Sometimes my best ideas come out of pure desperation. Last week, I went out to a fabulous dinner at Orinoco in Brookline Village. The restaurant serves delectable Venezuelan dishes that range from simple arepas and empanadas to slow-braised beef loin and an amazing heart of palms salad. I ordered the Pollo Adobo, a chicken slow-roasted in spices and oregano oil served with gnocchi-like dumplings in a truffle cream sauce. Absolutely incredible. In an uncharacteristic bout of foresight, I decided to wrap half my dinner up to take home.

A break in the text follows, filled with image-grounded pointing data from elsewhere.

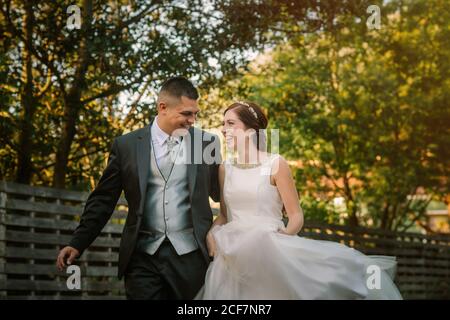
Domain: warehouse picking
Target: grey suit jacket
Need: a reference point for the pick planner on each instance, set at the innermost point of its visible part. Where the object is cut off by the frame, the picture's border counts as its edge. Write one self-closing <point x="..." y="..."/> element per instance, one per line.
<point x="127" y="170"/>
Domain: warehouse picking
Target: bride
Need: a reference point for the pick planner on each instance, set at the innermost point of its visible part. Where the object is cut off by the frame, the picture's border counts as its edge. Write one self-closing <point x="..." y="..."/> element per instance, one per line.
<point x="255" y="255"/>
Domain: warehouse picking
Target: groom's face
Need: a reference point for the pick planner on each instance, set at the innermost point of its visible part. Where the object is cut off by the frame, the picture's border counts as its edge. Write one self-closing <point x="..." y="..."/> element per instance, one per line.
<point x="180" y="114"/>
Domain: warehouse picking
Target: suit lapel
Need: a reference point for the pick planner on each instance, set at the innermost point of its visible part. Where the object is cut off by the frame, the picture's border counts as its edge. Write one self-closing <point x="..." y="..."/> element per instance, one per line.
<point x="191" y="167"/>
<point x="143" y="160"/>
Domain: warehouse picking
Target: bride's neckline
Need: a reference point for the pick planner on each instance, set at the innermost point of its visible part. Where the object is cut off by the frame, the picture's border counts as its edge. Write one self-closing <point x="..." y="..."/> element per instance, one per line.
<point x="250" y="165"/>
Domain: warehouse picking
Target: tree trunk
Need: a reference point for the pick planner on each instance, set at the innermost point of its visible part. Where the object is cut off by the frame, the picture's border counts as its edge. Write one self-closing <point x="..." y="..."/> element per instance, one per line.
<point x="72" y="102"/>
<point x="25" y="149"/>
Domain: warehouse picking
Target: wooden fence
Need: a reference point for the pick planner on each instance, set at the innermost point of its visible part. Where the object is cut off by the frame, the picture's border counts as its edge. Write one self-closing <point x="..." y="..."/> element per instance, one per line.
<point x="36" y="222"/>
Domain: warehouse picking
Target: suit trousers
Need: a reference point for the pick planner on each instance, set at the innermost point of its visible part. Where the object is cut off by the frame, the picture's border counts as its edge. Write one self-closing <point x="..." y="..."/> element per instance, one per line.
<point x="165" y="275"/>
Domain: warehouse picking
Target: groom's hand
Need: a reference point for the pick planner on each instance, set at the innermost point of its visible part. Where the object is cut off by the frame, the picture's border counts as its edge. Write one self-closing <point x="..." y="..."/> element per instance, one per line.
<point x="68" y="253"/>
<point x="211" y="244"/>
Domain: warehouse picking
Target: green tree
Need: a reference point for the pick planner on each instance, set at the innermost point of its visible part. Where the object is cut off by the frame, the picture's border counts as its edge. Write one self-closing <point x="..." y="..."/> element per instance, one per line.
<point x="365" y="111"/>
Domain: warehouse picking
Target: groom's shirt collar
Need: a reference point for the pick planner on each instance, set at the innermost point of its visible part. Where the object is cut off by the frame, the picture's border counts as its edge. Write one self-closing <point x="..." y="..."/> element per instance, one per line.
<point x="159" y="135"/>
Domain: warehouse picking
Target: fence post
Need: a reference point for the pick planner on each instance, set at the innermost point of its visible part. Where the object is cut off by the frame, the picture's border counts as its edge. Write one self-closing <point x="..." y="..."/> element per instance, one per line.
<point x="2" y="245"/>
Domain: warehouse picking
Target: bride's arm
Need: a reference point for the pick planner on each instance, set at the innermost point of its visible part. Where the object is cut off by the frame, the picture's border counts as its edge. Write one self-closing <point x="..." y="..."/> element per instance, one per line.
<point x="222" y="217"/>
<point x="288" y="192"/>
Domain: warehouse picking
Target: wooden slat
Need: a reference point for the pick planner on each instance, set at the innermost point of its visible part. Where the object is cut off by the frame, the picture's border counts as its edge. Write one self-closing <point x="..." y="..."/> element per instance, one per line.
<point x="42" y="285"/>
<point x="45" y="238"/>
<point x="52" y="208"/>
<point x="45" y="192"/>
<point x="51" y="270"/>
<point x="66" y="225"/>
<point x="88" y="296"/>
<point x="46" y="254"/>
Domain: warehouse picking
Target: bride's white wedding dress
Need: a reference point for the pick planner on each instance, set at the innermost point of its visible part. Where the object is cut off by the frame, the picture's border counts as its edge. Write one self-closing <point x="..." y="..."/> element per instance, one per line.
<point x="254" y="261"/>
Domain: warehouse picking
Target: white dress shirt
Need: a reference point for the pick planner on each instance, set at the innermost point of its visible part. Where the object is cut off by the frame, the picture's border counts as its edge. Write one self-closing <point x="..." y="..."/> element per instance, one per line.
<point x="159" y="138"/>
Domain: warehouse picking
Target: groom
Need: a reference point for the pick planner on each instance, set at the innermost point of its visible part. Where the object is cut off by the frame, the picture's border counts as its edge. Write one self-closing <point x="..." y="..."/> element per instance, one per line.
<point x="162" y="251"/>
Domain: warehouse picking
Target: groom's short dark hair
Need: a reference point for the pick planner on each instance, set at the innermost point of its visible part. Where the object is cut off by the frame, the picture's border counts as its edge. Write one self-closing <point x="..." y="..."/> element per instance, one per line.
<point x="178" y="87"/>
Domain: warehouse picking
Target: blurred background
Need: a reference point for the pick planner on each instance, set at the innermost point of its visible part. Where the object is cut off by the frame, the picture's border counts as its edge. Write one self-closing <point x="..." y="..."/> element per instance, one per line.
<point x="359" y="90"/>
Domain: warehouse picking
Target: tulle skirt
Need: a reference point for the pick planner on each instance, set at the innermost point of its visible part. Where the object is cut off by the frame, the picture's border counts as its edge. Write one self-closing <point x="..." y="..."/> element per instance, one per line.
<point x="254" y="261"/>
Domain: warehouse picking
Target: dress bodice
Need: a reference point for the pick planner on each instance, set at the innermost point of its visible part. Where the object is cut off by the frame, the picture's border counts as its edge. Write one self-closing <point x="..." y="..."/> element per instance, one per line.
<point x="248" y="192"/>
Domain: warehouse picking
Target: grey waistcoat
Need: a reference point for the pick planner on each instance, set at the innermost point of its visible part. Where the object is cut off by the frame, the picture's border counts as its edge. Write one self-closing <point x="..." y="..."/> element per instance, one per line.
<point x="167" y="210"/>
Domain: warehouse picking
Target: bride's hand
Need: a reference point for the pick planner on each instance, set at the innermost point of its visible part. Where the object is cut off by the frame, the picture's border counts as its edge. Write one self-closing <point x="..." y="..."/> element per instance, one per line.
<point x="211" y="244"/>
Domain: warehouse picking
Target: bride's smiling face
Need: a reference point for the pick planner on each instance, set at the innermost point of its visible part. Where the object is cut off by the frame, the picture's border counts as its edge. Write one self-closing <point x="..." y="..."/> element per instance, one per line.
<point x="233" y="129"/>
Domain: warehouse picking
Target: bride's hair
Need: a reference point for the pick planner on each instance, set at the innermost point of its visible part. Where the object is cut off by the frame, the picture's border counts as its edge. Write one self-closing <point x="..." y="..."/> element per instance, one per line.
<point x="253" y="118"/>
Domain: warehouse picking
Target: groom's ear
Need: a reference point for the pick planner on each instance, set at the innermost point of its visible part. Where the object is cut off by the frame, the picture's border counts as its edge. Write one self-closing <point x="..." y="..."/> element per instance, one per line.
<point x="161" y="106"/>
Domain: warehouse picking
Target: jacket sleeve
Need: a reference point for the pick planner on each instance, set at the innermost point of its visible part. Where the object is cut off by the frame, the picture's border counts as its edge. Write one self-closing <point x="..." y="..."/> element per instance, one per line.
<point x="100" y="203"/>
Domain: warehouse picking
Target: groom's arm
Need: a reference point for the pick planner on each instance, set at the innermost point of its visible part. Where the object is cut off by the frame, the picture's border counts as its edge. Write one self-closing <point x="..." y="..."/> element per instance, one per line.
<point x="100" y="203"/>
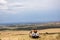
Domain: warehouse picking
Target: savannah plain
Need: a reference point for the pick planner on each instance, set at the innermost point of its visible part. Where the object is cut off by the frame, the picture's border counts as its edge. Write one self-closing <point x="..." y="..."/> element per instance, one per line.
<point x="46" y="34"/>
<point x="49" y="31"/>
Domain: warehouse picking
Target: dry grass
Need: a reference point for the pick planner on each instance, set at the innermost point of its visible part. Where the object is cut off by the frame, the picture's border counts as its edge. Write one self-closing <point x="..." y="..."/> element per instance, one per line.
<point x="23" y="35"/>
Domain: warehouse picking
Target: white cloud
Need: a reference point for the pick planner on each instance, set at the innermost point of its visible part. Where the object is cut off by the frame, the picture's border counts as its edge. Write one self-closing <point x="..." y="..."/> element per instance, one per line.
<point x="3" y="4"/>
<point x="14" y="6"/>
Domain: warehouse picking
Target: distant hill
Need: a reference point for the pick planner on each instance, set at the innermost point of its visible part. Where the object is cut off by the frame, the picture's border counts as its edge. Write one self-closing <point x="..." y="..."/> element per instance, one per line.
<point x="30" y="26"/>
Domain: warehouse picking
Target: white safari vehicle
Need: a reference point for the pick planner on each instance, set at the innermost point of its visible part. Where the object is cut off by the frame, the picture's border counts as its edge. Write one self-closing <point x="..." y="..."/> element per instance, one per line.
<point x="34" y="34"/>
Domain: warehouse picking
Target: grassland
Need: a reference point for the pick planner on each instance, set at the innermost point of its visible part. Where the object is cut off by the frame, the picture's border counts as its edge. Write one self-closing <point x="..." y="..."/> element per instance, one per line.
<point x="52" y="34"/>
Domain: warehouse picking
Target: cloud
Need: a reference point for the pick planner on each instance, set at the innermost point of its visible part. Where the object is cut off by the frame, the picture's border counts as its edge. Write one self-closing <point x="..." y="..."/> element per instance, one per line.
<point x="3" y="4"/>
<point x="15" y="6"/>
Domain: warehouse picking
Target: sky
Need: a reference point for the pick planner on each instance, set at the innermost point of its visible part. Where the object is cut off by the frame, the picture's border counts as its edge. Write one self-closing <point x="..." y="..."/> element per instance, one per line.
<point x="15" y="11"/>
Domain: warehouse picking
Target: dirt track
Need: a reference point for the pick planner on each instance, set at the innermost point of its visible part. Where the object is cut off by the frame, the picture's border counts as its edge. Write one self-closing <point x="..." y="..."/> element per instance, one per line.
<point x="24" y="35"/>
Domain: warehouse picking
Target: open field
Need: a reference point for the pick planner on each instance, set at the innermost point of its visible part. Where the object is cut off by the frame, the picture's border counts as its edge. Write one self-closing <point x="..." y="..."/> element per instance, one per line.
<point x="53" y="34"/>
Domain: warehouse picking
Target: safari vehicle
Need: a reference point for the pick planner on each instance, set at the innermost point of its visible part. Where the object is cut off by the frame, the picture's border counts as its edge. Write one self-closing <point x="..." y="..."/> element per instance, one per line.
<point x="34" y="34"/>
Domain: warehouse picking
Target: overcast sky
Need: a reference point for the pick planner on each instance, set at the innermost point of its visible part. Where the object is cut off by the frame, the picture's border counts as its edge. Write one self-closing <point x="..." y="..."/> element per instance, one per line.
<point x="12" y="11"/>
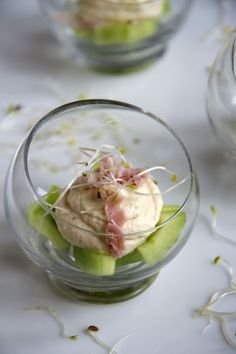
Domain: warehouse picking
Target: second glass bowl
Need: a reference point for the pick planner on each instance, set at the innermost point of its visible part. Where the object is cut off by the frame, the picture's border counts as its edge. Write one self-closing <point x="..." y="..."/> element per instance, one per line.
<point x="221" y="96"/>
<point x="50" y="156"/>
<point x="115" y="35"/>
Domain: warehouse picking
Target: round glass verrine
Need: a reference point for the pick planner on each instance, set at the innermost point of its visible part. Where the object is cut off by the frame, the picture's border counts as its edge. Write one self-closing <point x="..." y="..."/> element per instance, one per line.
<point x="115" y="35"/>
<point x="221" y="96"/>
<point x="50" y="156"/>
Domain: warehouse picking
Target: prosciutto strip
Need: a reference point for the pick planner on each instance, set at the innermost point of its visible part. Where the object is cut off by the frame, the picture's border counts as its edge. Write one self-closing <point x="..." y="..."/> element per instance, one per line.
<point x="116" y="219"/>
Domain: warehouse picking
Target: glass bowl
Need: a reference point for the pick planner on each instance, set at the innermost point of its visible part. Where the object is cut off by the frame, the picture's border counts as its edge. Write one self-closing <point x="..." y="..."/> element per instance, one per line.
<point x="50" y="156"/>
<point x="221" y="96"/>
<point x="115" y="35"/>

Lo and behold, Friday night I arrived home late from work, exhausted. Completely lacking the energy to grocery shop, I found the to-go container full of chicken. After a brief victory dance, I then plowed around in the fridge trying to figure out what to pair with it. And this is what I came up with:
Chicken, Peach, and Romaine Salad in an Ahi Pepper Vinaigrette:
For the salad…
One roasted chicken breast (make your own Oregano Chicken)
One medium peach
2 cups romaine lettuce
1/2 bell pepper (I used 1/4 red and 1/4 orange)
1/2 cup grape tomatoes
1/2 cup white mushrooms
1/4 vidalia onion
Olive oil
Salt and pepper to taste
For the vinaigrette…
2 tbsp extra virgin olive oil
3 tbsp red wine vinegar
1/2 tsp ahi pepper puree
1/4 tsp dijon mustard
Salt and pepper to taste
Shred the chicken and mix up the vinaigrette. In a frying pan, add a little bit of olive oil and saute chopped onion and mushrooms. Place on salad when caramelized. Chop remaining veggies and peach, put the salad together and serve. Add crumbled feta on top, if you so choose. Serve with bread and cheese (like I did!) if you ultimately decide to leave out the feta.